Regardless for that my dream to climb a volcano was too strong to pass on this opportunity and I’ve already missed Mount Bromo and Mount Merapi on Java, so Bali was the last chance to do this – at least in 2014. Staying on the safe side we’ve bought the tour from one of “mafia” guys that we’ve met during biking from Ubud to Kintamani. Celebrating my low-cost nature I will complain now a bit about this being the most expensive one-day hike in my life, but well. Kvo da pravish (whacha gonna do?). And at the same time hiking shoes stayed with Agung, our host from Kuta, so sandals it is – adventure!
We got picked up in the middle of the night by an unknown driver and led to the bottom of the mountain. Unknown, but it was ok, he was from the Company. Dozens of other tourists and their guides were already going around with flashlights, swirling around in excited state of mind. We’ve met our mountain guide and set off for the hike up. I got also excited, as it was finally mountains, on the other side of the world and most of all – a volcano!

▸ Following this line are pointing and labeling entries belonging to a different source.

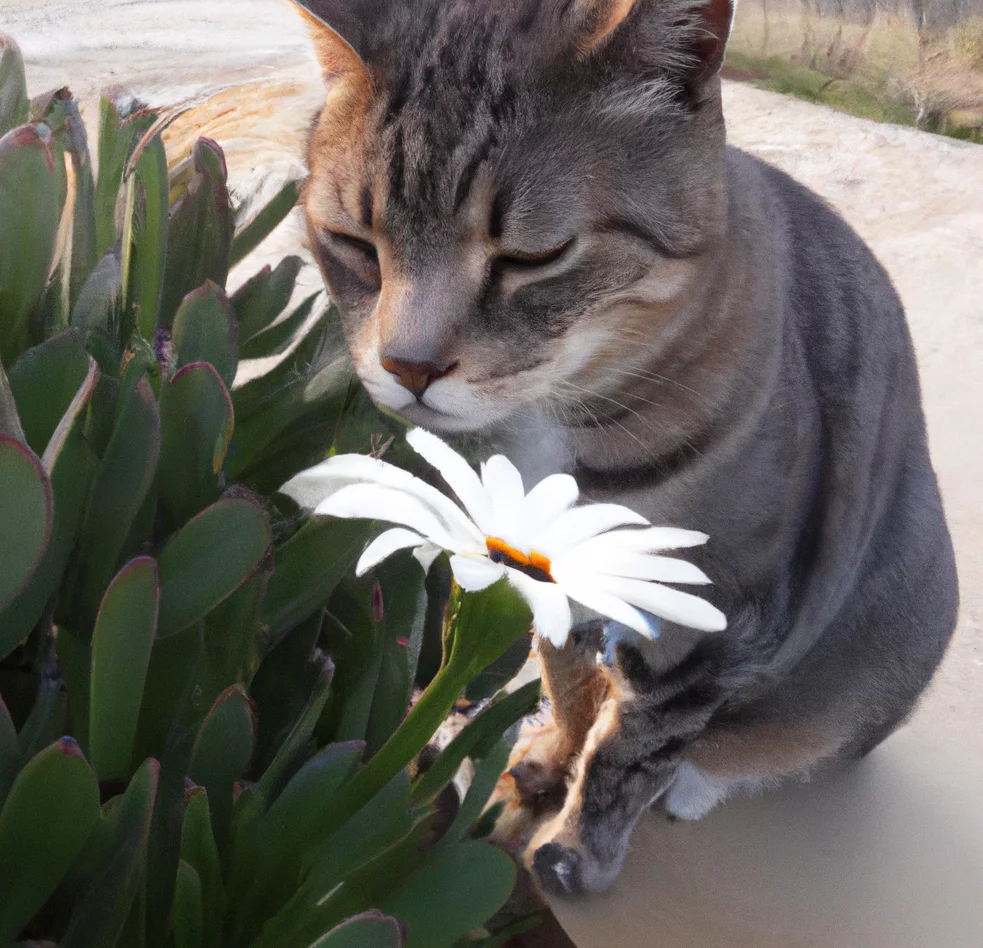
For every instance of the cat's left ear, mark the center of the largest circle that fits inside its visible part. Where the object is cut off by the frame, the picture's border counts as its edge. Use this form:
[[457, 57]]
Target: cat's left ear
[[699, 30], [338, 29]]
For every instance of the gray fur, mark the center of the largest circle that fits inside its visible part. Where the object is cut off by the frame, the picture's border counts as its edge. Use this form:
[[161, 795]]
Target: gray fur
[[751, 376]]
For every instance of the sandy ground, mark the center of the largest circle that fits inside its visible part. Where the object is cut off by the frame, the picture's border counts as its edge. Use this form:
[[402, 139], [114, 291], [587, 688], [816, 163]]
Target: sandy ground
[[888, 856]]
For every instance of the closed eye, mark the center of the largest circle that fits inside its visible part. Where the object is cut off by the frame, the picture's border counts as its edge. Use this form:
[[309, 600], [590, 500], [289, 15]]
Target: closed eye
[[521, 260], [347, 241]]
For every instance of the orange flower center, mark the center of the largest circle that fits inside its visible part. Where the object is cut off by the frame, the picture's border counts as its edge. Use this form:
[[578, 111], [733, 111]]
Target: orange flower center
[[534, 565]]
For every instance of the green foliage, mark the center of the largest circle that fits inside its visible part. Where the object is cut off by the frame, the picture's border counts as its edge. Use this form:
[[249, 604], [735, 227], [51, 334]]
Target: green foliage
[[238, 770]]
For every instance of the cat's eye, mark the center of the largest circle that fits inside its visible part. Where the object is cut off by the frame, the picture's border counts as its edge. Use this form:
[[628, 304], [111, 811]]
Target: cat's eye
[[519, 260], [347, 242]]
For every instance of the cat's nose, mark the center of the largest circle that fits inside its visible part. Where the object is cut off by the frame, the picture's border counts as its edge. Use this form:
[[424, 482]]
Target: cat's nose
[[416, 377]]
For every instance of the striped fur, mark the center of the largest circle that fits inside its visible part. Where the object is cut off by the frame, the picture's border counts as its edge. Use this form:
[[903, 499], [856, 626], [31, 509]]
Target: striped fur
[[536, 196]]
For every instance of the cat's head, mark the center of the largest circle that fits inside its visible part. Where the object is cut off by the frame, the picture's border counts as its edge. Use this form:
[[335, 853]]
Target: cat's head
[[510, 197]]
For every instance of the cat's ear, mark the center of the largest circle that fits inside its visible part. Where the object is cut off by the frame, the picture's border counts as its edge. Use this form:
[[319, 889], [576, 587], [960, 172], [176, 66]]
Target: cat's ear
[[338, 31], [687, 33]]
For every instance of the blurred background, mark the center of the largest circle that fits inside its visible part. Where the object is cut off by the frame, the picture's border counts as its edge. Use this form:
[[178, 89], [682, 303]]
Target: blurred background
[[911, 62]]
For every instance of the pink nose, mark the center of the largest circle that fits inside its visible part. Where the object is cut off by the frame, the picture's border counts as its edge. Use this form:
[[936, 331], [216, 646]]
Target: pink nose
[[415, 377]]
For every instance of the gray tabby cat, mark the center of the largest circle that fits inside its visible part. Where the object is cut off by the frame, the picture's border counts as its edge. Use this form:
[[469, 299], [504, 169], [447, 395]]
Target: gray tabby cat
[[533, 228]]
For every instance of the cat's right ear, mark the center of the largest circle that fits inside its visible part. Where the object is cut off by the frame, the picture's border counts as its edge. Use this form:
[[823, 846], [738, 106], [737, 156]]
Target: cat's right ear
[[339, 36]]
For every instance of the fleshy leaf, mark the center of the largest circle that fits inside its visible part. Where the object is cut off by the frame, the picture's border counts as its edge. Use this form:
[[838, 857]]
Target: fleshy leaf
[[32, 195], [197, 424], [121, 646], [205, 331], [14, 104], [369, 930], [222, 753], [100, 914], [262, 298], [308, 568], [26, 516], [200, 234], [46, 819], [208, 559], [122, 483], [252, 234], [452, 894]]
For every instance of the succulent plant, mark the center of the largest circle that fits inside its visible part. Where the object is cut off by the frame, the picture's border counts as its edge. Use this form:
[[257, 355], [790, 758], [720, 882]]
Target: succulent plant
[[206, 736]]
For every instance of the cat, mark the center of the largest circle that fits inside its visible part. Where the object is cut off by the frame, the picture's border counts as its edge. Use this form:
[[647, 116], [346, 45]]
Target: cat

And here the mafia story begins. Mount Batur trekking is an ideal example of how the touristic industry shouldn’t work. First of all I am sure that if we’d show up there without a guide we would experience all this stuff that bloggers were writing about. It was virtually impossible to pass by all the guides, everybody seemed to know who are you climbing with, and that you were “arranged”. Maybe if going around Indonesia alone I would risk it, but anyway it might be harsh.
Second – the guide tried to push us into buying stuff on every stop. And the road up the volcano was dotted with stands with water and snacks. Additional profit, and as described everything goes to the Company and every guide is supposed to push for profit for it. Only guides working for the Company are allowed to lead tourists up the mountain, for what they receive salary from the firm. Speaking badly about the Company is considered a personal offence and might lead to very unpleasant situations. Basically it rules over the business here as the most profitable enterprise in Kintamani. Divide et impera.
But the real face of the Company policy showed when our guide on one stop told a melancholy story about a small boy following us in the night hike with a heavy backpack.
– You know, he carries bottles of cola and water up the Batur every night, and only if he sells enough he is able to come down and go to school in the morning. You know, he’s very poor. Buy cola from him and then we can go further.
And he looked at us decisively with the mentioned boy handing over a bottle of cola with despair in his eyes. As I hate being pushed into such stuff with stories that aim at melting my heart (solid stone!) I got pissed off. Yeah, he might be poor, but I was sure at this point that he was also forced to work for the Company. And with 70$ per person it was not my fault that they cannot distribute the money in a more just way. When the guide heard that we won’t buy anything from the poor poor boy he turned his back on us and started to walk 20 meters ahead of us, not keeping any contact. Well, heartless European tourist deserved it, I guess.
Last part of the spectacle took place on the way down, when the guide gave us a sad story about himself. How he is poor, how he has large family, how hard it is to be a guide, how he has no money, there are no perspectives on Bali etc. And openly asked for the tip, like he already didn’t know how heartless people he was guiding. Well, he got nothing and again went ahead of us angry. Dani even made up a story about her kids waiting for her at home, and I could have honestly said – “hey man, you own a car – I don’t. You’ve got a job – I don’t. You’ve got a house – I am currently homeless. Maybe you can spare some rupias?”.
Whole attitude of the employees of the Company made the trip really frustrating and took the charm out of it. Not recommended at all, I am joining all the bloggers out there with discouraging from visiting Kintamani.
Ok, after this long introduction, when you are aware of why not to go there I think I’ve prepared you well to resist the charm of why-to-go-there pictures below. Sunrise was amazing, as well as eating steamed eggs and bananas on the summit while watching it. And as well as the whole volcanic landscape spreading before my eyes.
In the end – feelings of frustration go away, you forget about the dollars spent, but experience of volcano hike and photos stay engraved deep in the memory.
The guide in a rare moment when not being mad
One final thought – hiking up a volcano in sandals was really a fun challenge. But don’t try it, kids (unless at home).